Effects of cardiac transplantation on bioenergetic abnormalities of skeletal muscle in congestive heart failure

J R Stratton, G J Kemp, R C Daly, M Yacoub, B Rajagopalan
Circulation 1994, 89 (4): 1624-31

BACKGROUND: Patients with advanced heart failure have bioenergetic abnormalities of skeletal muscle metabolism during exercise. Using 31P magnetic resonance spectroscopy, we sought to determine whether skeletal metabolic responses to exercise are normalized by orthotopic cardiac transplantation.

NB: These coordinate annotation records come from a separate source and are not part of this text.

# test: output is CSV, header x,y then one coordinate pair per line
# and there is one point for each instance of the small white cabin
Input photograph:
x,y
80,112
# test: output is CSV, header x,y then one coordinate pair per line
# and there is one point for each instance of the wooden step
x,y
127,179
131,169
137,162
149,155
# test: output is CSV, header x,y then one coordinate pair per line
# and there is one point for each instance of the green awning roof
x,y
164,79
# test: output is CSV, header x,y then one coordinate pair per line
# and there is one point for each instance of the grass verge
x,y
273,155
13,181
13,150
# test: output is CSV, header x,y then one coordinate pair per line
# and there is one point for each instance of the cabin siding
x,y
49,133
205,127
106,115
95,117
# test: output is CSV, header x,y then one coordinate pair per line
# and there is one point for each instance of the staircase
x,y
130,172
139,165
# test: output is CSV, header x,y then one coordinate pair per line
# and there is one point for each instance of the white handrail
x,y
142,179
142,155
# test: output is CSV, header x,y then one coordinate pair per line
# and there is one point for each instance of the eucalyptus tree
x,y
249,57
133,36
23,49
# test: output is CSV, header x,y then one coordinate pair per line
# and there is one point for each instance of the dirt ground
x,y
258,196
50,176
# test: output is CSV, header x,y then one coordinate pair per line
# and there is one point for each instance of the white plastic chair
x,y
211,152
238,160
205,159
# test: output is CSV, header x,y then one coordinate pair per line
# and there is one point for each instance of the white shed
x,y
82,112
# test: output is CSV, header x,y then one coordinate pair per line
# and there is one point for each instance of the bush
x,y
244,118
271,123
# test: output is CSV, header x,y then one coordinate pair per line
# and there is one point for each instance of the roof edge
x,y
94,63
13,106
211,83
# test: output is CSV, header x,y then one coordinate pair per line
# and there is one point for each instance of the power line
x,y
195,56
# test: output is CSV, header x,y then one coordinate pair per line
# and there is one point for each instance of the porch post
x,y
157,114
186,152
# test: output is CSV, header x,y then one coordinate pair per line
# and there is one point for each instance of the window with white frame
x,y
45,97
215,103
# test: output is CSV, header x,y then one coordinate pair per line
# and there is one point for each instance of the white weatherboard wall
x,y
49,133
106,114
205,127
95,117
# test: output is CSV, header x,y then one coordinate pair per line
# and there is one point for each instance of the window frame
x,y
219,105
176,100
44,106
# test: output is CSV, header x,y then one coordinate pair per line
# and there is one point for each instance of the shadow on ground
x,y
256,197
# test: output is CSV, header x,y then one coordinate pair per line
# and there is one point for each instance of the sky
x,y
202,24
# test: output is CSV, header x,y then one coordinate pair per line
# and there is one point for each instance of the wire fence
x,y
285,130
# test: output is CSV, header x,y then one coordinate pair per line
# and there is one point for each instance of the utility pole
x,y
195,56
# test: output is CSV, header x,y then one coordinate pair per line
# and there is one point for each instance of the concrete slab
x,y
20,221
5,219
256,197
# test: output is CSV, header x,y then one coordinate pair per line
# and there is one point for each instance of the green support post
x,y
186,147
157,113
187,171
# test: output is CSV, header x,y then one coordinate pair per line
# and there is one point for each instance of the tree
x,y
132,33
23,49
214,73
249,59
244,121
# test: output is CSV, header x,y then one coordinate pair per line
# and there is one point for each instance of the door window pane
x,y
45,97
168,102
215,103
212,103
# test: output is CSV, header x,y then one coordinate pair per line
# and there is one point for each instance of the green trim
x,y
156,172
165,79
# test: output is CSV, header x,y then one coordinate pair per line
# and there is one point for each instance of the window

METHODS AND RESULTS: Four groups were studied: healthy normal volunteers (n = 9), subjects awaiting heart transplantation (n = 10), subjects < 6 months (mean, 4 months) after transplant (n = 9), and subjects > 6 months (mean, 15 months) after transplant (n = 8). None of the posttransplant patients had biopsy evidence of rejection at the time of study. There were no significant differences in age, preoperative functional class, or symptom duration among the three patient groups. Metabolic responses were monitored in the dominant arm during incremental weight pull exercise and 10 minutes of recovery by 31P magnetic resonance spectroscopy, with measurement of pH and the phosphocreatine (PCr)/(PCr + inorganic phosphate [Pi]) ratio, an index of PCr concentration. In addition, based on recovery data, the rate of PCr resynthesis was calculated as a measure of oxidative metabolism that is independent of work level, recruitment, or muscle mass, and the effective maximal rate of mitochondrial ATP synthesis (Vmax) was determined. Analysis was by ANOVA. There were no differences between groups in pH or PCr/(PCr + Pi) at rest. Compared with the normal control group, the pretransplant group had a decreased exercise duration (11.3 +/- 2.5 versus 15.0 +/- 1.3 minutes, P = .02), a lower submaximal exercise PCr/(PCr + Pi) ratio (0.58 +/- 0.11 versus 0.76 +/- 0.08, P < .05), a reduced PCr resynthesis rate (13 +/- 6 versus 22 +/- 9 mmol/L per minute, P < .05), and a lower calculated Vmax (26 +/- 14 versus 53 +/- 26 mmol/L per minute, P < .05). In the group studied early after transplantation, all the changes noted in the pretransplant group persisted and were if anything somewhat worse. In the group studied late after transplantation, there was a significant improvement in the PCr resynthesis rate compared with the early-posttransplant group (27 +/- 6 late versus 15 +/- 6 mmol/L per minute early, P < .05) and statistically nonsignificant trends toward improvements in submaximal exercise pH (6.86 +/- 0.24 late versus 6.72 +/- 0.24 early) and submaximal PCr/(PCr + Pi) ratio (0.56 +/- 0.14 late versus 0.44 +/- 0.15 early) and Vmax (45 +/- 21 late versus 33 +/- 15 mmol/L per minute early). However, compared with normal subjects, exercise duration and submaximal PCr/(PCr + Pi) were still reduced in the late-posttransplant group.

CONCLUSIONS: Despite successful heart transplantation, skeletal muscle abnormalities of advanced heart failure persist for indefinite periods, although partial improvement occurred at late times. The persistent abnormalities may contribute to the reduced exercise capacity that is present in most patients after transplantation.